One such deli that has defied the odds and the trends is Gottlieb’s Restaurant in Williamsburg. Perhaps part of its success is due to its adherence to an even more strict set of kosher laws known collectively as “Glatt kosher.”
Gottlieb’s opened in 1962 by a Holocaust survivor from Hungary. Its attention to the strict requirements of Glatt kosher food, including having constant supervision by what is called a “mashgiach,” has contributed to the restaurant becoming a dependable and beloved fixture in the neighborhood, part of the insulated Orthodox community of Williamsburg.
The restaurant resembles closely the way it looked when it first opened almost 60 years ago. The establishment can accommodate 50 diners, who seem quite satisfied with the offerings that have been on the menu since the beginning.
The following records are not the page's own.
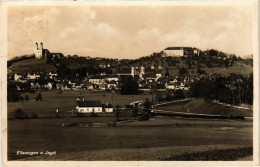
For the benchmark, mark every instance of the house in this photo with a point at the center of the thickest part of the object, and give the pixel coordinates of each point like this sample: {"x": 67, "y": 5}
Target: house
{"x": 52, "y": 75}
{"x": 111, "y": 78}
{"x": 17, "y": 76}
{"x": 127, "y": 72}
{"x": 33, "y": 76}
{"x": 169, "y": 85}
{"x": 89, "y": 106}
{"x": 22, "y": 80}
{"x": 96, "y": 79}
{"x": 111, "y": 84}
{"x": 108, "y": 108}
{"x": 179, "y": 51}
{"x": 48, "y": 86}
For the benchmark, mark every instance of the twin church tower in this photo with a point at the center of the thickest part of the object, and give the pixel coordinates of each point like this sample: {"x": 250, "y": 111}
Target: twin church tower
{"x": 41, "y": 53}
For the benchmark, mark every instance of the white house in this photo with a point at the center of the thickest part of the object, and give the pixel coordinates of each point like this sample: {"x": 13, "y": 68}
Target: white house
{"x": 17, "y": 76}
{"x": 108, "y": 108}
{"x": 111, "y": 78}
{"x": 179, "y": 51}
{"x": 89, "y": 106}
{"x": 96, "y": 79}
{"x": 33, "y": 76}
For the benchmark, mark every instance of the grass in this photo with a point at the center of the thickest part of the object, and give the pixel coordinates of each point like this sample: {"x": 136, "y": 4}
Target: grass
{"x": 215, "y": 155}
{"x": 66, "y": 102}
{"x": 31, "y": 65}
{"x": 139, "y": 154}
{"x": 49, "y": 135}
{"x": 202, "y": 107}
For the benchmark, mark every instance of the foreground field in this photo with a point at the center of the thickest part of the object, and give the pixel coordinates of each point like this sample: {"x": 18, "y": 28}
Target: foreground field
{"x": 160, "y": 138}
{"x": 51, "y": 100}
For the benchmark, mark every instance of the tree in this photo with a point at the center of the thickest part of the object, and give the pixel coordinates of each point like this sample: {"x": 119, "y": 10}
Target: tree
{"x": 38, "y": 97}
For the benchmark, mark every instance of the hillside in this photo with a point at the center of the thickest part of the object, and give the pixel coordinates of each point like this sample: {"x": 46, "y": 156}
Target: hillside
{"x": 238, "y": 67}
{"x": 202, "y": 107}
{"x": 31, "y": 65}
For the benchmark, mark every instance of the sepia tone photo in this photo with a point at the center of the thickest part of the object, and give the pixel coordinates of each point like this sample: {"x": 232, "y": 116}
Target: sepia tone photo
{"x": 131, "y": 82}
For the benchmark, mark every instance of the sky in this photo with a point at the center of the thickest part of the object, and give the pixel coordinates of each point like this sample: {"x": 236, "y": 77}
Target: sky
{"x": 128, "y": 31}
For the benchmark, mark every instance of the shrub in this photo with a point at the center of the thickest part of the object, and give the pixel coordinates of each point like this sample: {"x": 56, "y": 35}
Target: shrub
{"x": 18, "y": 113}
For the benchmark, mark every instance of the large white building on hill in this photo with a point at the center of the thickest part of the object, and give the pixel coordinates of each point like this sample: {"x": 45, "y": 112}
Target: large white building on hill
{"x": 41, "y": 53}
{"x": 180, "y": 51}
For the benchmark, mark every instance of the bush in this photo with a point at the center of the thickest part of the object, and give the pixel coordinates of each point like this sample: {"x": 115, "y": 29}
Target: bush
{"x": 26, "y": 97}
{"x": 18, "y": 113}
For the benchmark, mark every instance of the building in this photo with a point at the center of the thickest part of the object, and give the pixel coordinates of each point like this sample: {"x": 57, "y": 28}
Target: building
{"x": 89, "y": 106}
{"x": 180, "y": 51}
{"x": 97, "y": 79}
{"x": 41, "y": 53}
{"x": 128, "y": 71}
“We have microwaves now,” said Menashe Gottlieb, a grandson of the founder Zoltan Gottlieb. Even though he added that they don’t ever use them.
There menu is filled with the food of Eastern Europe, such as kugels, goulash, stuffed cabbage and one of the most popular items on the menu—matzo ball soup. There are some Hungarian specialties too, like cherry soup, and deli offerings such as humongous stuffed pastrami knishes.
Take you tummy down to Hasidic Williamsburg for an authentic gastronomic trip back in time to the days when the neighborhood was strictly Glatt kosher.